= Printing Industries of America =

Logo of Printing Industries of America.

The Printing Industries of America was a nonprofit trade association that advocates for the United States printing industry.

It was the world’s largest graphic arts trade association, representing more than 6,500 member companies and an industry with more than $174.4 billion in revenue and one million employees. Its purpose was to provide representation, training, education, research, and publications to the printing industry.

==History==
Established in 1887, it had no permanent headquarters until 1902 when an office opened in New York City. In 1908, the office was moved to Philadelphia; in 1912, it was moved to Chicago, where it remained until a move to Washington, DC in 1929.

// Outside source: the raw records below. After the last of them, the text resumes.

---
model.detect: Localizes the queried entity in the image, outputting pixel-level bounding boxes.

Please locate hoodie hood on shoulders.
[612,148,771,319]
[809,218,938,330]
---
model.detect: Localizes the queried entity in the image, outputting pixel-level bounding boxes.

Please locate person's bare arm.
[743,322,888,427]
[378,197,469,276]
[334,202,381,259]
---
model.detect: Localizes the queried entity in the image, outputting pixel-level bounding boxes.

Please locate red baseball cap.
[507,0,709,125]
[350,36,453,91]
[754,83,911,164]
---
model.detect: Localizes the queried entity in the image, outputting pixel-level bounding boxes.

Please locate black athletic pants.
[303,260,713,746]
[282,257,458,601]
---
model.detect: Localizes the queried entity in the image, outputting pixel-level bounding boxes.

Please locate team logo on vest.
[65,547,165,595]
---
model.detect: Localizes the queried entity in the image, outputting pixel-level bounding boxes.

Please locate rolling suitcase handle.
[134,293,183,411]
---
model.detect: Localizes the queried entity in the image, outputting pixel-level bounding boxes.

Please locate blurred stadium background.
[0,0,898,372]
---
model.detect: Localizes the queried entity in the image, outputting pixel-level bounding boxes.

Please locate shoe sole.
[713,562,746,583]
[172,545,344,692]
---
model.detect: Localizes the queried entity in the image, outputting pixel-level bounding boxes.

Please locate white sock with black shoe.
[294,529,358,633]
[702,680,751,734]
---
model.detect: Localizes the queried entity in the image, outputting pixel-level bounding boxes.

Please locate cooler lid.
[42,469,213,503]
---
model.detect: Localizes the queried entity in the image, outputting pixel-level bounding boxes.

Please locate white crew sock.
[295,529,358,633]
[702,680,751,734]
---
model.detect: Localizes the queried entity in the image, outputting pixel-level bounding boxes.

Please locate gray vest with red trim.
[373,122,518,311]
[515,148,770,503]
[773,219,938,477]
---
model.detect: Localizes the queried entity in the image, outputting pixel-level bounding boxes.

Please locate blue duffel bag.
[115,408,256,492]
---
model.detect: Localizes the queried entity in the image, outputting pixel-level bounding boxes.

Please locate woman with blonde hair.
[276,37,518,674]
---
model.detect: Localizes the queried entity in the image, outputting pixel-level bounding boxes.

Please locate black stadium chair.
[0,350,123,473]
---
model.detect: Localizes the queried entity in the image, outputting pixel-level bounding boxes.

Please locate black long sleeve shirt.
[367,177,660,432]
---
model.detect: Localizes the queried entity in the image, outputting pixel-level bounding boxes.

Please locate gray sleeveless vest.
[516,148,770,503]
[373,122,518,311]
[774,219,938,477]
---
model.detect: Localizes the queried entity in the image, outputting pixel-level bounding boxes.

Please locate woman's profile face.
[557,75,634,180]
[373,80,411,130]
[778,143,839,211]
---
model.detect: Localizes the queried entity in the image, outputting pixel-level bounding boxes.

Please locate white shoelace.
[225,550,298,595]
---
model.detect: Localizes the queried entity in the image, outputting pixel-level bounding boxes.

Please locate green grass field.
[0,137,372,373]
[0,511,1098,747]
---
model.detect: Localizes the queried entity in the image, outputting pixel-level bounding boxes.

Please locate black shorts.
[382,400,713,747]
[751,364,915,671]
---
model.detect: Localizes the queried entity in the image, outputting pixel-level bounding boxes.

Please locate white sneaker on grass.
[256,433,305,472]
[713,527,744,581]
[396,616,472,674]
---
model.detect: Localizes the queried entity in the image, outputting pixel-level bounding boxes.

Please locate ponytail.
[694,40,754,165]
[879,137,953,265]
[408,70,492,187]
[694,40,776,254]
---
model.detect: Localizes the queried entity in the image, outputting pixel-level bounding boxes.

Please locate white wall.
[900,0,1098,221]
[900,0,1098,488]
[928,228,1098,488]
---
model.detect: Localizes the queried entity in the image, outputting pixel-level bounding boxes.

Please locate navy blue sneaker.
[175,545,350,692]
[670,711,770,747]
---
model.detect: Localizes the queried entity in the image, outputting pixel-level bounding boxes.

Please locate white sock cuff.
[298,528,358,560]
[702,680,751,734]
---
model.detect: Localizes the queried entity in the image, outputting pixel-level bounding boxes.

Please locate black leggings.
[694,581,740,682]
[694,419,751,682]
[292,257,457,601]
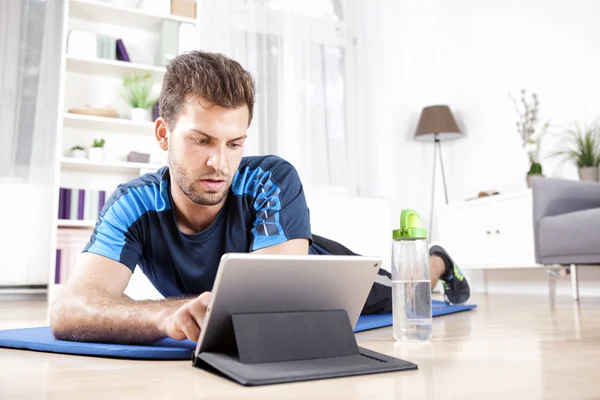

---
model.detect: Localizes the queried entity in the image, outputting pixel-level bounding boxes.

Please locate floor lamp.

In 1999, PIA consolidated with the Graphic Arts Technical Foundation becoming the Printing Industries of America/Graphic Arts Technical Foundation (PIA/GATF) and utilizing a logo that was a combination of the two independent organizations logos. In 2009, after an extensive re-branding initiative, the association changed its name to Printing Industries of America and unveiled a new logo. The Graphic Arts Technical Foundation activities are carried out under the auspices of the Center for Technology and Research.

On November 16, 2003, it was announced that the main headquarters would move to Sewickley, Pennsylvania, a suburb of Pittsburgh. The move was completed within a year.

In 2015, the main headquarters moved to Warrendale, Pennsylvania. It continues to have a lobbying presence in Washington.

In 2020, PIA merged with the Specialty Graphic Imaging Association to form the PRINTING United Alliance.